While a direct solution might involve applying existing AT methods to ViTs, our analysis reveals significant incompatibilities, particularly with state-of-the-art (SOTA) approaches such as Generalist (CVPR 2023) and DBAT (USENIX Security 2024).
This paper presents a systematic investigation of adversarial robustness in ViTs and provides a novel theoretical Mutual Information (MI) analysis in its autoencoder-based self-supervised pre-training.
Specifically, we show that MI between the adversarial example and its latent representation in ViT-based autoencoders should be constrained via derived MI bounds.
Building on this insight, we propose a self-supervised AT method, MIMIR, that employs an MI penalty to facilitate adversarial pre-training by masked image modeling with autoencoders.

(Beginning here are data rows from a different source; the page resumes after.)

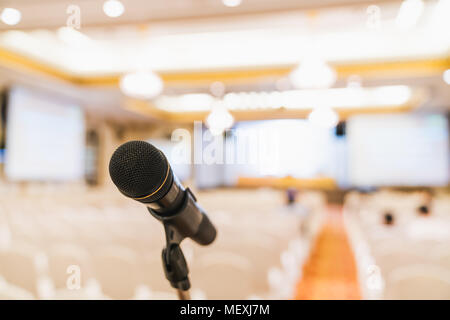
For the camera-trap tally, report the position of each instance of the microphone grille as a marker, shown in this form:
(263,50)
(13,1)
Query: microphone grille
(138,169)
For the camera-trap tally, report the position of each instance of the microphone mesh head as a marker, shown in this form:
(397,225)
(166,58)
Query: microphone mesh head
(138,169)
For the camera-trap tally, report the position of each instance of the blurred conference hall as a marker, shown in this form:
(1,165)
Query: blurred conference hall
(313,134)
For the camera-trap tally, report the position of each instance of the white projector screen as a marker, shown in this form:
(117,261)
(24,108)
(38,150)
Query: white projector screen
(44,138)
(398,150)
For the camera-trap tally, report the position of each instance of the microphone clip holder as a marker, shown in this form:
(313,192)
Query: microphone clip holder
(174,263)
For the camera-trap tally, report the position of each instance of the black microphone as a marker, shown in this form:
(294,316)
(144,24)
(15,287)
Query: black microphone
(141,171)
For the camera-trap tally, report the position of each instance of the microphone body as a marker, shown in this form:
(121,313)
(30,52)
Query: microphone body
(141,171)
(179,209)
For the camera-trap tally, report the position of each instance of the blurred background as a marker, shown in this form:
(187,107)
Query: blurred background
(314,133)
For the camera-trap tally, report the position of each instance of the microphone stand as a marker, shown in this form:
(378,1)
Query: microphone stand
(174,263)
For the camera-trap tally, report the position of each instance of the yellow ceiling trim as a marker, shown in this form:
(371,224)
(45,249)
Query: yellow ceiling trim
(16,61)
(424,67)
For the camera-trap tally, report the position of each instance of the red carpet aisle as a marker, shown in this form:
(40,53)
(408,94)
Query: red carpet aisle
(330,271)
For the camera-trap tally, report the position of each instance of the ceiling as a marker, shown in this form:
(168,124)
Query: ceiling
(192,43)
(52,13)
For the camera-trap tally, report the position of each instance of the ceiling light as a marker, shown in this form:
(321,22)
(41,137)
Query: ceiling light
(113,8)
(72,37)
(11,16)
(350,97)
(446,76)
(324,117)
(313,73)
(219,120)
(232,3)
(409,13)
(141,85)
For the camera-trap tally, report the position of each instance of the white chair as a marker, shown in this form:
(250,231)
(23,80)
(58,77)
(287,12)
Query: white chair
(62,257)
(11,292)
(117,271)
(223,275)
(418,282)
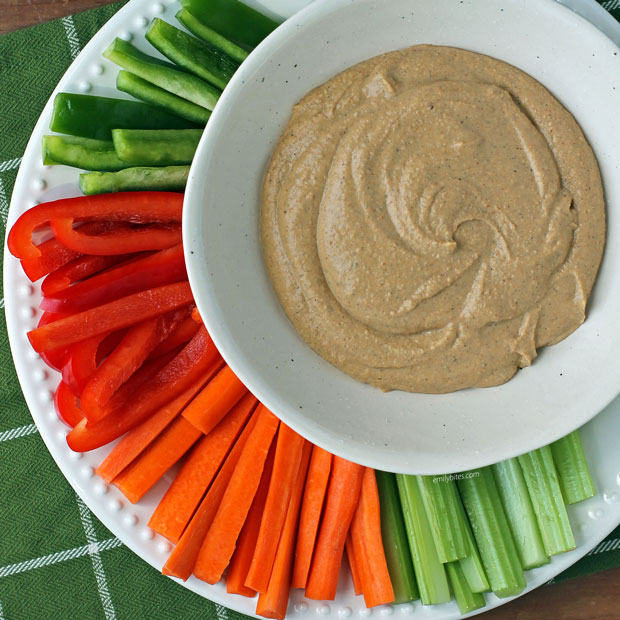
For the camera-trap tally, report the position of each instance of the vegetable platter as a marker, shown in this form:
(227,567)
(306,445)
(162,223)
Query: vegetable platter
(38,182)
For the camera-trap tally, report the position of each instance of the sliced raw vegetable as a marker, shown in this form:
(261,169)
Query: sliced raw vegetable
(465,599)
(165,179)
(311,510)
(289,448)
(111,316)
(232,19)
(138,208)
(208,35)
(521,518)
(215,401)
(139,88)
(156,147)
(158,269)
(441,501)
(492,532)
(181,561)
(274,601)
(162,74)
(170,446)
(191,54)
(66,405)
(542,483)
(83,153)
(76,270)
(430,572)
(343,492)
(198,471)
(397,554)
(185,370)
(123,361)
(572,467)
(137,440)
(244,551)
(221,539)
(91,116)
(368,544)
(118,241)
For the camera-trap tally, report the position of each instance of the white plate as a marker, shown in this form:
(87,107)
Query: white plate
(592,520)
(567,384)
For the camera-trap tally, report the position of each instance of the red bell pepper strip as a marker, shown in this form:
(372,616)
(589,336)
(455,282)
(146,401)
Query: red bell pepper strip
(183,332)
(184,370)
(111,316)
(120,241)
(76,270)
(53,255)
(164,267)
(66,405)
(55,358)
(134,207)
(81,364)
(124,360)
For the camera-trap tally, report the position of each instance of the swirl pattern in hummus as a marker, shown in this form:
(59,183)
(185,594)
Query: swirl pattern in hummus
(430,218)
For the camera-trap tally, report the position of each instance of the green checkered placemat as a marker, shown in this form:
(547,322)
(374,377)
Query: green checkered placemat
(56,559)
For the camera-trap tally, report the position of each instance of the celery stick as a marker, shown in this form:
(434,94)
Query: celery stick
(168,179)
(162,74)
(471,565)
(191,54)
(521,518)
(208,35)
(430,572)
(441,500)
(544,489)
(156,147)
(397,555)
(465,598)
(572,467)
(145,91)
(492,532)
(84,153)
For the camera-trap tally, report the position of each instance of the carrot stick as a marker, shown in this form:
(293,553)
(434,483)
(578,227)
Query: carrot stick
(273,602)
(311,509)
(242,557)
(215,401)
(183,332)
(158,457)
(353,565)
(368,545)
(288,457)
(178,504)
(181,561)
(136,440)
(220,542)
(345,482)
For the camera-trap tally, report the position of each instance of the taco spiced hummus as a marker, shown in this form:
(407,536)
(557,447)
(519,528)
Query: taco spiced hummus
(431,217)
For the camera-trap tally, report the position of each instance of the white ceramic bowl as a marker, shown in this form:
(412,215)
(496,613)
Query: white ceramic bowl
(568,383)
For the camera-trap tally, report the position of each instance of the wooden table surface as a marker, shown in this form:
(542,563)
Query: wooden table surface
(596,597)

Extensive experiments on CIFAR-10, Tiny-ImageNet, and ImageNet-1K show that MIMIR can consistently provide improved natural and robust accuracy, where MIMIR outperforms SOTA AT results on ImageNet-1K.
Notably, MIMIR demonstrates superior robustness against unforeseen attacks and common corruption data and can also withstand adaptive attacks where the adversary possesses full knowledge of the defense mechanism.